Histogram with overlapping bins

Hi, some time ago I needed the same thing and hacked the function
histogram (from numpy). Here goes my function, I hope it will result useful

Cheers,
  Juan

## Calculates the histogram allowing for overlapping bins, which are
given by

···

#
# @param a
# @param bins a sequence of pairs (left,right), limits for each bin
#
# @return hist (numpy array)
# bin_centers (numpy array)
def myhistogram(a, bins):
  """
  Compute the histogram of a set of data.

  Parameters
  ----------
  a : array_like
      Input data.
  bins : sequence of pairs
      It defines the bin edges (left,right), allowing for non-uniform
bin widths.

  Returns
  -------
  hist : array
    The values of the histogram.

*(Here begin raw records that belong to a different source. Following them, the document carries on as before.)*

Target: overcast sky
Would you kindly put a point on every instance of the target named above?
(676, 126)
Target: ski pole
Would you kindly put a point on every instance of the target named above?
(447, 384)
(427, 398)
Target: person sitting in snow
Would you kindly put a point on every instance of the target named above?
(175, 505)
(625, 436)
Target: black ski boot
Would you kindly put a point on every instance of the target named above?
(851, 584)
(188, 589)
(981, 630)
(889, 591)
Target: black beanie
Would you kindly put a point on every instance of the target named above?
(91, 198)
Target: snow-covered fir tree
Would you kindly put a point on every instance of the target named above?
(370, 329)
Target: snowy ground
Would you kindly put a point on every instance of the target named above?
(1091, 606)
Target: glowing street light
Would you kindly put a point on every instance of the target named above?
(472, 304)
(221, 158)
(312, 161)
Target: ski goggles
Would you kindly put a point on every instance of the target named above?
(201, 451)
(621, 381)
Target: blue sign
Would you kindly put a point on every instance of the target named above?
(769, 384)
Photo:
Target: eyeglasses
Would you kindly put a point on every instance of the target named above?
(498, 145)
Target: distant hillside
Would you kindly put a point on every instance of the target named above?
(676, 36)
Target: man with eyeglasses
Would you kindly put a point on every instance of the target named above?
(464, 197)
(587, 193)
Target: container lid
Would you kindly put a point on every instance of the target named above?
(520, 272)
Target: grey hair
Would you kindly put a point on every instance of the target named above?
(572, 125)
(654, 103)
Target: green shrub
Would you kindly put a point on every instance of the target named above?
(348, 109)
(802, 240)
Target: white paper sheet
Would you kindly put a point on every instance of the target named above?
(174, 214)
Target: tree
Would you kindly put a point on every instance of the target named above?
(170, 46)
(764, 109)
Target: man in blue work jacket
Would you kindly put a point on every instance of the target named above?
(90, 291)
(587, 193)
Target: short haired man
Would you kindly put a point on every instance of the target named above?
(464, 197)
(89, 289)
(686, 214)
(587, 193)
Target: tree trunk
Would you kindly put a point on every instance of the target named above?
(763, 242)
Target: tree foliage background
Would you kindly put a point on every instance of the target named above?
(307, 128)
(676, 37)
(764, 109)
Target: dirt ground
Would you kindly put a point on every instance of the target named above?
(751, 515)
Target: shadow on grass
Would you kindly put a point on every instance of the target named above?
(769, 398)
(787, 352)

See `normed` and `weights` for a
    description of the possible semantics.
  bin_centers : array of dtype float
    Return the bin centers ``(length(hist))``.

  Notes
  -----
  All but the last (righthand-most) bin is half-open. In other words, if
  `bins` is::

    [1, 2, 3, 4]

  then the first bin is ``[1, 2)`` (including 1, but excluding 2) and the
  second ``[2, 3)``. The last bin, however, is ``[3, 4]``, which *includes*
  4.

  Examples
  --------
  >>> myhistogram([1,2,1], bins=[(0,1),(1,1.5),(1.5,2.5),(2,3)])
  (array([0.5, 1.25, 2, 2.5]), array([0, 0, 1, 2, 3]))
  """
  bins = np.asarray(bins) # bins are 2-dimensional arrays
of shape (n,2)
  if len(bins.shape) != 2 or bins.shape[1] != 2:
    raise AttributeError, 'bins must be a list/array of 2-tuples.'

  a = np.asarray(a)
  a = a.ravel()
  n = np.zeros(len(bins), int)

  block = 65536
  for i in np.arange(0, len(a), block):
    sa = np.sort(a[i:i+block])
    n += np.r_[sa.searchsorted(bins[:-1,1], 'left'),
sa.searchsorted(bins[-1,1], 'right')]\
         - np.r_[sa.searchsorted(bins[:-1,0], 'left'),
sa.searchsorted(bins[-1,0], 'right')]
  return n, (bins[:,0]+bins[:,1])/2.